To jest archiwalna wersja serwisu nj24.pl Tygodnika Nowiny Jeleniogórskie. Zapraszamy do nowej odsłony: NJ24.PL.

Psie ograniczenia w KPN

Psie ograniczenia w KPN

Ograniczenie wstępu na niektóre szlaki turystyczne zapowiada Karkonoski Park Narodowy. To w ramach przygotowywanego nowego planu ochrony parku. Zmiany wejdą w życie nie wcześniej niż za rok.

Sporo protestów od właścicieli psów napłynęło do Karkonoskiego Parku Narodowego, gdy pojawiła się informacja, że nie wszędzie będzie można chodzić z czworonogami. Dariusz Kuś, główny specjalista d/s ochrony przyrody w KPN jest zdziwiony tymi spóźnionymi reakcjami.

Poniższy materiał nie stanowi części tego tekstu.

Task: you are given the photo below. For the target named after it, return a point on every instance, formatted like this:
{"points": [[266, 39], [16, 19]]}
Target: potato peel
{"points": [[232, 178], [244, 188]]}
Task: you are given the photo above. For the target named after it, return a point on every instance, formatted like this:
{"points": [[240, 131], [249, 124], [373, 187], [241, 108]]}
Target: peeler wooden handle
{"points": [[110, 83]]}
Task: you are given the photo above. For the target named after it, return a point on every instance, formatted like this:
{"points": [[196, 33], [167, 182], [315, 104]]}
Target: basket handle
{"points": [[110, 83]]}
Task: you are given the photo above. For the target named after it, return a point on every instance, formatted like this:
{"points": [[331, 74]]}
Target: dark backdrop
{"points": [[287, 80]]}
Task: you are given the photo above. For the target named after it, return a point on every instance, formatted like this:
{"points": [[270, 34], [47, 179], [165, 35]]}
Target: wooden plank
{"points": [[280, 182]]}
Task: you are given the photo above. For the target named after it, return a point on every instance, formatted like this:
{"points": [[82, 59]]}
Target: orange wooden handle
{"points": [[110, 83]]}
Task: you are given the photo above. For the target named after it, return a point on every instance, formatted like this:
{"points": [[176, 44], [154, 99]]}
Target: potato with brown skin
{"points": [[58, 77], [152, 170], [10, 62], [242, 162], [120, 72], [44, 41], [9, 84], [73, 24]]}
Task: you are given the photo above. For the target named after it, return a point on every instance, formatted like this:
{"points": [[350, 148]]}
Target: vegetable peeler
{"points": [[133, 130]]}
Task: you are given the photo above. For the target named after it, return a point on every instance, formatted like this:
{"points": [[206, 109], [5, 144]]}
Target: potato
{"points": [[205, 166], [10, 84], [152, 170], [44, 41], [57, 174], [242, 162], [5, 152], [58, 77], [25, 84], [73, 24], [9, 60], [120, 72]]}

W sierpniu i wrześniu kiedy założenia nowego planu ochrony przyrody w KPN były poddawane społecznym konsultacjom nikt nie podnosił tego problemu.
A wyjaśnienie ograniczeń jest proste. Nadrzędnym zadaniem parku narodowego jest ochrona dzikiej przyrody, a obecność psów w niektórych miejscach tę ochronę zakłóca.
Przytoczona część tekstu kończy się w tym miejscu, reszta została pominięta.